On the third day, they let us go home. Bean screams bloody murder when we taker her out. She is bright red, and Fredrik is concerned. I ask paediatrician if she is okay. “She is okay,” she says. We struggle with the car seat for good ten minutes, but luckily by that time Bean is asleep and doesn’t care.

We bring her home and don’t quite know what to do with her. I show her her room. She is utterly uninterested. I take a shower. I feed her, I am not sure my milk is in yet.

We spend a lot of time changing diapers (Bean poops like it’s an Olympic sport) and staring at her (she looks more and more like a baby and not an old man, even thought I firmly believe all newborn look like old men).
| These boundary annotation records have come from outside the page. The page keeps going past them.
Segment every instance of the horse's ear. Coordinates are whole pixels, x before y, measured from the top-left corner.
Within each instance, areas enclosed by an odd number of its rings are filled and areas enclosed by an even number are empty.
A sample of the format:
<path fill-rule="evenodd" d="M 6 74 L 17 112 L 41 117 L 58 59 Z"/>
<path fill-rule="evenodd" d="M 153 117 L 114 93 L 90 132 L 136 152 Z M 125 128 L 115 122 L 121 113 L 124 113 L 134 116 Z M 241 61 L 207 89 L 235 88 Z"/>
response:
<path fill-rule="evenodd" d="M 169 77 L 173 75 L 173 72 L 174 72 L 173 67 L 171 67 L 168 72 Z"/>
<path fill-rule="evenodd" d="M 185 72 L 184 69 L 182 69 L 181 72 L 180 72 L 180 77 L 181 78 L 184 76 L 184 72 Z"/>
I personally am glued to the chair: she wants to eat all day every day. No one could have prepared me for it. My butt is getting flatter by the minute. My nipples are killing me.

But everything is wonderful. I am happy.

July 28

I didn’t expect how physical it all would be. My body is recovering, sure, but it’s also working constantly—feeding, carrying, rocking, swaying. I feel like a body in motion, never still, even when I sit down.

When the baby blues hit, I am shocked. I don’t quite recognize myself. The shift is sudden and sharp. One day I am euphoric, cradling this miraculous little human I had grown. The next, I cry like there is no tomorrow.

I feel disoriented, like if a rug has been pulled from underneath me. I am aware it’s hormones, but somehow being aware doesn’t make it any easier.

I cry and I cry and I cry.

I had expected many things. What I didn’t expect was the way my mind and heart would be pulled apart and stitched back together. I entered motherhood through a smooth pregnancy—I had none of the expected hormonal ups and downs. I wasn’t weepy, I wasn’t irritable. I felt grounded, steady, myself. I read the books, I took the classes, I bought all the baby gear. I was around babies before. I knew exactly what to expect.

Spoiler: I did not, in fact, know what to expect.

The thing is, transitions are rarely, if ever, easy. Our brains get used to things and it takes time to rewire them, even if we transition into something we desperately want.